Despite some bumps in the road in the COVID-19 vaccine distribution process, Gov. Charlie Baker said he still anticipates Massachusetts will receive the 300,000 doses it originally expected by the end of the year — Thursday — and that the state’s vaccine rollout timeline should remain on track.

The state has received about 86,000 first doses of the Pfizer vaccine and 146,000 first doses of the Moderna vaccine, Baker said, with another 68,000 allocated to a long-term care vaccination program in partnership with CVS and Walgreens. Vaccination began in long-term care facilities Monday, and Baker said there will be more than 50 long-term care vaccine clinics this week with an estimated 20,000 individuals getting their first dose in that time period. The first vaccines were administered Tuesday at the state-run soldiers’ homes in Chelsea and Holyoke, and Baker said that as of Wednesday morning, everyone in those facilities who wanted a shot has received one.
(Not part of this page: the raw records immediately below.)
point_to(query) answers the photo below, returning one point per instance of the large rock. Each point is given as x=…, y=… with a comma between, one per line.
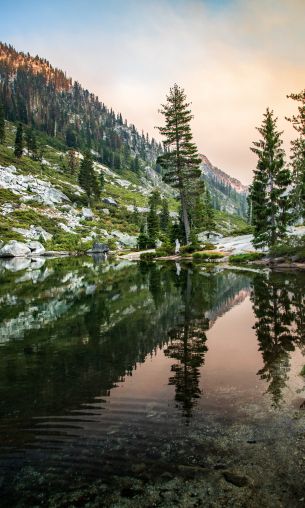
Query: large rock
x=124, y=239
x=99, y=248
x=210, y=236
x=14, y=249
x=110, y=201
x=36, y=248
Baker said his administration plans to provide more information next week about vaccinating first responders, and Health and Human Services Secretary Marylou Sudders said a meeting is planned Thursday with first responders and the Executive Office of Public Safety and Security to discuss draft plans. Firefighters on Tuesday criticized the intended approach for first-responder vaccination, saying that local boards of health “are not structurally prepared” for it. Baker said the ultimate approach will need to work from an administrative and data-reporting perspective, and take into account that communities structure their public safety programs in different ways.